The American people’s hard-earned taxes support at least 800 foreign bases, with hundreds of thousands of soldiers and military contractors in more than 70 countries. The rest of the world combined has some 30 foreign bases. Consider, too, that the United States is the lead global merchant of military weapons, with $42 billion in sales and an expected increase in 2018. The US government’s proposed budget for 2018 increases military defense spending -already more than all domestic spending for education, housing, transportation infrastructure, environment, energy, research, and more - at the expense of cuts to domestic programs.
Not only do we, the Americans leave dangerously polluted environments all over the world in a so-called global role as top cop while our peddlers of weapons profit from conflict across the world, but the rulers do so at the neglect of our own citizens inside the United States. Of course they are also in a kind of police state. Former US President Eisenhower said once in 1953: Every gun that is made, every warship launched, every rocket fired signifies, in the final sense, a theft from those who hunger and are not fed, those who are cold and are not clothed. President Eisenhower reiterated: This world in arms is not spending money alone. It is spending the sweat of its laborers, the genius of its scientists, the hopes of its children.
According to a new national survey, one in 10 young American adults experienced some form of homelessness in the previous year, with nearly 3.5 million people aged 18 to 25 sleeping in shelters and cars. The study by Chapin Hall, a youth policy center at the University of Chicago, also found that at least one in 30 teenagers aged 13-17 experienced homelessness over the same period. The study, published in the Journal of Adolescent Health, polled more than 26,000 young people and their families across the country to gauge how many of them had been homeless during that period.
The survey identified college students, graduates and employed young people who struggled to find a permanent place to stay.

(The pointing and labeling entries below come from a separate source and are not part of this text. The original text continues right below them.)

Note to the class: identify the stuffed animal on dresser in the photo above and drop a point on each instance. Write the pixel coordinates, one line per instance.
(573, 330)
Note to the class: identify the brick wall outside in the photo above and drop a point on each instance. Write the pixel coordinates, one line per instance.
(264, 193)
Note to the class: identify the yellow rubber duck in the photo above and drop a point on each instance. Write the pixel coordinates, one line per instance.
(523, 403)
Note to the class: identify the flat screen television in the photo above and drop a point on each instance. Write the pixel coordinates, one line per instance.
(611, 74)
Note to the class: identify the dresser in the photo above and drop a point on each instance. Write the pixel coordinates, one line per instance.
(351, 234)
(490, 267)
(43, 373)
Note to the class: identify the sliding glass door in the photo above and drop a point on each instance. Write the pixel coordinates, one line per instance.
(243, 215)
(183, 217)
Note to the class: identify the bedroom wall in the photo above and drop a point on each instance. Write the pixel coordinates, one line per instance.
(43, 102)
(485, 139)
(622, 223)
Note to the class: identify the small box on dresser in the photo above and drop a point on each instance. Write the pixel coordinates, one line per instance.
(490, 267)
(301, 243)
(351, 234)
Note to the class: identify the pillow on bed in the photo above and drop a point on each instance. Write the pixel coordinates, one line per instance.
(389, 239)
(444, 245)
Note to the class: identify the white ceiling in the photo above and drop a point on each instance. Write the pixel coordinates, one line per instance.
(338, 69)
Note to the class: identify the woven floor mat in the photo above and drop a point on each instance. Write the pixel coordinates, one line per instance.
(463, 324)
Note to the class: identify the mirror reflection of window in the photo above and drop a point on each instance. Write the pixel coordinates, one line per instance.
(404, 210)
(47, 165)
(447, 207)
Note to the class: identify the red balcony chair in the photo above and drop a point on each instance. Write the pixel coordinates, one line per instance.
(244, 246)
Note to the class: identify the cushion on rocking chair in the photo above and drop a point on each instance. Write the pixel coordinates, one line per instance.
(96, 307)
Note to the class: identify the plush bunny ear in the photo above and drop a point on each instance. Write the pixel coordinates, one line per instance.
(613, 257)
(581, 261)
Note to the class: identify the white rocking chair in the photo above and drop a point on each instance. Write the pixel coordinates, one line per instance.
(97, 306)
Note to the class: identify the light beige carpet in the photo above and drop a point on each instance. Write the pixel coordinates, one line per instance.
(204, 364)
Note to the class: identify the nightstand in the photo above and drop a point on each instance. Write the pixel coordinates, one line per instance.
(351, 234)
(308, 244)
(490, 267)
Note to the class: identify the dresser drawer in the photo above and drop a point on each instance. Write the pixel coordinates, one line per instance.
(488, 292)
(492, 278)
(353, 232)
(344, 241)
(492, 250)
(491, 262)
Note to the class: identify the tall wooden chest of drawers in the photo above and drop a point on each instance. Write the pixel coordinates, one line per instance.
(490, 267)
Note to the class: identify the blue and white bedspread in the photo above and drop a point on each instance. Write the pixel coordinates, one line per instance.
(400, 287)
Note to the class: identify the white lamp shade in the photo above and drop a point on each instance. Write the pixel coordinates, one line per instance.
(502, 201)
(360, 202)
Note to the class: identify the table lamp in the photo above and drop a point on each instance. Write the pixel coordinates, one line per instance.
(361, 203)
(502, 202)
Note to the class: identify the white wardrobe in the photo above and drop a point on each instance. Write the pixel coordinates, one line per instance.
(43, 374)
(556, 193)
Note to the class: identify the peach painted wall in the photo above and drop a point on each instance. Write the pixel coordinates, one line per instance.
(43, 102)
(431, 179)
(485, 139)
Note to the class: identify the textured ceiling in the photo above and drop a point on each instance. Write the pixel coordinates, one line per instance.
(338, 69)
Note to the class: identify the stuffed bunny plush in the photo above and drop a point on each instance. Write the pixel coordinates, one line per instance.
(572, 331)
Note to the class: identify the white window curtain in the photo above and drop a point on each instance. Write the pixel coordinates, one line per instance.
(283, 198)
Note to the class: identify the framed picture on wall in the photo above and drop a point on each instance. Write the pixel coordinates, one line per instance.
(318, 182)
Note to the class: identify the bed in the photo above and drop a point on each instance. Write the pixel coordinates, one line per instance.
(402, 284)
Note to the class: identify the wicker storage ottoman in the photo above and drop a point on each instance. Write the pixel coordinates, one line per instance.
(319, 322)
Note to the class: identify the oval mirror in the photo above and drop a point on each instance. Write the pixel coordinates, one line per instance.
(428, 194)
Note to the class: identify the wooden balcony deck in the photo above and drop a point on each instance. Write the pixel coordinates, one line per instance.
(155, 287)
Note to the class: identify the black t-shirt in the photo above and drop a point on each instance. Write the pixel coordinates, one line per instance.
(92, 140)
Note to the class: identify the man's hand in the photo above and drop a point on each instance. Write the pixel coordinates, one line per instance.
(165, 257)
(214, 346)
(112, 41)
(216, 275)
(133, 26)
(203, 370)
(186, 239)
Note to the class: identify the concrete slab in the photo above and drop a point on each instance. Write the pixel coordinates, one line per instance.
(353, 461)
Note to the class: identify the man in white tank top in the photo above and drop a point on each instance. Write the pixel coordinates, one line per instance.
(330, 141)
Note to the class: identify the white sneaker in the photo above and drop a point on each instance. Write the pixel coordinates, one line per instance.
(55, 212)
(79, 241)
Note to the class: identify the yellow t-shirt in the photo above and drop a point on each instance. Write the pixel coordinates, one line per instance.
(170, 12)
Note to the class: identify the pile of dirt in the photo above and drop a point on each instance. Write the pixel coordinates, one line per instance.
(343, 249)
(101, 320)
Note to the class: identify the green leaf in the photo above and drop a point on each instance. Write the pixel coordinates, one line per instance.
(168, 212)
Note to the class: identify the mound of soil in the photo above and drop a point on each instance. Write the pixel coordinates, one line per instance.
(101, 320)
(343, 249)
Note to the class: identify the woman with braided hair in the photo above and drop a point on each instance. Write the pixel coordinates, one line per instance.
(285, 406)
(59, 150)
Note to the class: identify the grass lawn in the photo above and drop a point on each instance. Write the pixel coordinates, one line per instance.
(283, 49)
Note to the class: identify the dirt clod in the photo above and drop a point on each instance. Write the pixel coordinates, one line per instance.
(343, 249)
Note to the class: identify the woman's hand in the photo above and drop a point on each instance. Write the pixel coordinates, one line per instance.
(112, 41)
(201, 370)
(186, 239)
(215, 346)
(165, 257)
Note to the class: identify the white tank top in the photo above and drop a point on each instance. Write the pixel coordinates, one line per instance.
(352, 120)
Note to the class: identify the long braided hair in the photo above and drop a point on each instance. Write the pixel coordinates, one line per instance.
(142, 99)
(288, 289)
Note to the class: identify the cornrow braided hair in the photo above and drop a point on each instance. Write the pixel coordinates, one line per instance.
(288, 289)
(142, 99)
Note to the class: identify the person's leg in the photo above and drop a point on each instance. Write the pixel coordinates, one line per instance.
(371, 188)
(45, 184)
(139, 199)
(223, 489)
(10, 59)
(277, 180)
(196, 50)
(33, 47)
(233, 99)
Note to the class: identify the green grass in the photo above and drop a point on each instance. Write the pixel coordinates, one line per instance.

It also found that homelessness was no less prevalent in rural areas than in urban locations, and that certain groups, including African-Americans, Hispanics, as well as those who do not complete high school, are at greater risk. The researchers concluded, “Every day of housing instability and the associated stress represents a missed opportunity to support healthy development and transitions to productive adulthood”. The findings are staggering. They are alarming, but they’re not necessarily surprising. Many young people are getting hammered in this economy and far too many youth have experienced trauma and lack stable family situations. You have a major affordable housing crisis.
According to a recent government study, the number of homeless people in the United States has increased for the first time since 2010, driven by a surge in the number of people living on the streets in Los Angeles, California, and other West Coast cities. The US Department of Housing and Urban Development said in a report released last month Nearly 554,000 people were homeless across America during a one-night count in January of this year, a nearly 1 percent increase from 2016. Yes, these are parts of the untold story of US wrong policies inside and abroad; ruining everything as a matter of fact.